フロントページの続き (58)調査した分野(Int.Cl.⁷，ＤＢ名) G10L 11/00 - 21/06 ＪＩＣＳＴファイル（ＪＯＩＳ)Continuation of the front page (58) Field surveyed (Int. Cl. ⁷ , DB name) G10L 11/00-21/06 JICST file (JOIS)

Claims

(57) [Claims]

1. Extraction from voice as one analysis target
The audio waveform in the section that was
The pitch period corresponding to the repetition period of the speech waveform
The corresponding section is called the pitch section, and
One frame is defined as a section between a certain time and a certain time.
Cut out and cut out as speech waveforms for three pitch sections
Apply a Hamming window to the extracted waveform, and sound the cutout section
On the section, while shifting slightly,
Find the parameters and set the shift width
And a pair of voice parameters for each pitch section.

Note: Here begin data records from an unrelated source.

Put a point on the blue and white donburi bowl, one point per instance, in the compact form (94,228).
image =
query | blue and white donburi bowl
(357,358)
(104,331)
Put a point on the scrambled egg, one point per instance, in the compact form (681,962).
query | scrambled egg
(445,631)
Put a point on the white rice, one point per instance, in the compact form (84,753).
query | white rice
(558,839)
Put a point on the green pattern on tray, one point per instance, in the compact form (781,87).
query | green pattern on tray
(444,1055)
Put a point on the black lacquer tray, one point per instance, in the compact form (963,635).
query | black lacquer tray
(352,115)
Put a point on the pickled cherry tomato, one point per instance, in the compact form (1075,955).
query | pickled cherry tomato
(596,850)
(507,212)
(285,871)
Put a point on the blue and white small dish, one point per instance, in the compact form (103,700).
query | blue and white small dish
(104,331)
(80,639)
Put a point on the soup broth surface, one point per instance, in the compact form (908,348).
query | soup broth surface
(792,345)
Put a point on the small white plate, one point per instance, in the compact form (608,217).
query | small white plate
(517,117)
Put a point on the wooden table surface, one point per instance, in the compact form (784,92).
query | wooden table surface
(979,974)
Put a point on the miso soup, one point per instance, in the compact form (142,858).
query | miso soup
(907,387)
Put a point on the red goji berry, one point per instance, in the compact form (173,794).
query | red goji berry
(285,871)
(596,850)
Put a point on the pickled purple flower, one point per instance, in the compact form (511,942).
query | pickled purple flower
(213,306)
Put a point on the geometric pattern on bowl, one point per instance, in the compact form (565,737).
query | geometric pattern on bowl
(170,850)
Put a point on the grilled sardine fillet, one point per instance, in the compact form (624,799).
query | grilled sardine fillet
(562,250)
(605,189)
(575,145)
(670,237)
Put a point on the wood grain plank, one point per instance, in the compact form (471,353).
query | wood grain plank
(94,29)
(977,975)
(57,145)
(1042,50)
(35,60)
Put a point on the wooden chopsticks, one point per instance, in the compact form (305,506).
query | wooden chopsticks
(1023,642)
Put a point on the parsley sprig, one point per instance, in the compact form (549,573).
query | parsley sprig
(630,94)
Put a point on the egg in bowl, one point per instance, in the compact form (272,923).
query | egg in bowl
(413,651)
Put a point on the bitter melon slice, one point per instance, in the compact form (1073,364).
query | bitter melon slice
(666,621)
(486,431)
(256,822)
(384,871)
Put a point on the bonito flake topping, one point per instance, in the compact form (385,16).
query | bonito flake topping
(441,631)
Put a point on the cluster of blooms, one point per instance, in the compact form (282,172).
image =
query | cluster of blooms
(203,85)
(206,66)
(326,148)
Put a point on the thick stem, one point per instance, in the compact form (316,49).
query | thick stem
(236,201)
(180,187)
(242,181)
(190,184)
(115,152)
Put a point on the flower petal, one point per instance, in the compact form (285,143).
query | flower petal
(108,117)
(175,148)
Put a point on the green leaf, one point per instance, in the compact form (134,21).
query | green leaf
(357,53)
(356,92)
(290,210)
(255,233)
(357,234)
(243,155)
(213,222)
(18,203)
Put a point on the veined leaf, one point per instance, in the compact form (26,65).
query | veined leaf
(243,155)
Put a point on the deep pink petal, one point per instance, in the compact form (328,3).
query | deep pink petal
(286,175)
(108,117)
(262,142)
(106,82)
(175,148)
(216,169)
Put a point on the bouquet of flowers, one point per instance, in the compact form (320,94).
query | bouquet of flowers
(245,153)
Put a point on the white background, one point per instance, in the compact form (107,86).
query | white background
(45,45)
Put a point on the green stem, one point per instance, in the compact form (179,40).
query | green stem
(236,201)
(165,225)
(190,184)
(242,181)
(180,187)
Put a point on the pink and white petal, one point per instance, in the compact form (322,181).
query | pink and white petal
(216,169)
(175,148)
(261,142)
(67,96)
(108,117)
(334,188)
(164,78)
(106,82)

In the method for calculating the data, the original waveform data obtained by sampling the sound is used to calculate the sound.
Sounds that are seen in voiced sections over all sections where
Corresponds to the pitch period corresponding to the repetition period of the voice waveform
Calculate all pitch sections and analyze the waveform of each frame
To get the residuals, and the self-phase of the residuals chosen for each frame
After calculating the correlation, the autocorrelation pattern is calculated for each frame.

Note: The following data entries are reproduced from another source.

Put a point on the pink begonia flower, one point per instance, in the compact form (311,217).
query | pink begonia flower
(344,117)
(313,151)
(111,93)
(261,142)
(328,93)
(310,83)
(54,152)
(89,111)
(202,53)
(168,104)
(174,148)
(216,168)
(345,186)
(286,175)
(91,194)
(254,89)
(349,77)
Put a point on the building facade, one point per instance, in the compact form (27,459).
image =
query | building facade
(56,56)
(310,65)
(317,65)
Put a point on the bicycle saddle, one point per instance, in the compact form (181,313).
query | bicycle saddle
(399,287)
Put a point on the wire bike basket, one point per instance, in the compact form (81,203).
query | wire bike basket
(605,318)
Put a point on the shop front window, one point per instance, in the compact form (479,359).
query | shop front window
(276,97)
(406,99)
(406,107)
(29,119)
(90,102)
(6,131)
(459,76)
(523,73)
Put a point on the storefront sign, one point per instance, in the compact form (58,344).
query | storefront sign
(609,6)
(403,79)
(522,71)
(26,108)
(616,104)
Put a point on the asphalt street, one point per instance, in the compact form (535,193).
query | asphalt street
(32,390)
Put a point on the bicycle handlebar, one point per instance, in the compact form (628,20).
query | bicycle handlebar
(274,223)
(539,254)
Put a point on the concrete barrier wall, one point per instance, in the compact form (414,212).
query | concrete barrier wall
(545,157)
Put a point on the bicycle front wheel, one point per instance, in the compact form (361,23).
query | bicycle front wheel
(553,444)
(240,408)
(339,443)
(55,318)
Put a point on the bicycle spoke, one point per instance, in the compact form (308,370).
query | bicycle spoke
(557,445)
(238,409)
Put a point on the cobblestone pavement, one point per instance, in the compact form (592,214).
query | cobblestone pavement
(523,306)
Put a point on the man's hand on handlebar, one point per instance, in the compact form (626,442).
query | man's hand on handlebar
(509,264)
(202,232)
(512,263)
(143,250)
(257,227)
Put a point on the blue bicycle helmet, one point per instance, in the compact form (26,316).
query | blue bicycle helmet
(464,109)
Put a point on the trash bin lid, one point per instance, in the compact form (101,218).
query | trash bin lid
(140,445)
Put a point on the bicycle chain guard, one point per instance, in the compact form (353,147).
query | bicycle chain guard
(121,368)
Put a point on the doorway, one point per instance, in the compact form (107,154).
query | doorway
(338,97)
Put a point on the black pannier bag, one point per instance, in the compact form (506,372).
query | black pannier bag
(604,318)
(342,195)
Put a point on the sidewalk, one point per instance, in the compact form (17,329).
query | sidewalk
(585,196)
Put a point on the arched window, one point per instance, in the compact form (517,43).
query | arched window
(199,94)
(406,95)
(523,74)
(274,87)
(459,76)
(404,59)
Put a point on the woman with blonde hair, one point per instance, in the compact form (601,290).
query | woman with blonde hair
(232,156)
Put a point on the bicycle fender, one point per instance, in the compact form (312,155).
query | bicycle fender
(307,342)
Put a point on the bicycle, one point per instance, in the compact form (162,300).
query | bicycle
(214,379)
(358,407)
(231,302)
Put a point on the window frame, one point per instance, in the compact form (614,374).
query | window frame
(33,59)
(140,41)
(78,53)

Finds the point where the correlation value near the pitch period is maximal.
Value, the residual wave in the central pitch section in each frame
The relative peak position of the shape amplitude is detected, and
Calculate residual peak position for frames with large energy
The frame at which the maximum energy is
Obtained by analyzing the pitch waveform at the center of the
Calculate the peak position of the residual, and then calculate the correlation between frames that are adjacent in the forward direction on the time axis.
Frame that is next to the time axis
Between the remaining voiced speech sections
The pitch period is calculated for each frame using the peak position, and the pitch period sequence pattern for all the obtained frames is obtained.
Averaging processing is performed, and this averaged pitch period sequence is used.
After calculating a new residual peak position,
And the actual peak position of the residual waveform.
If there is an actual residual waveform peak near the position,
The residual peak position obtained by shifting and
Is analyzed again, and the residual vibration near the previous residual peak position is analyzed.
The maximum width point is extracted as the final residual peak, and the peak
The pitch period of each frame
A sound source data generating method for a speech synthesizer , wherein a residual waveform of a minute is cut out to generate sound source data.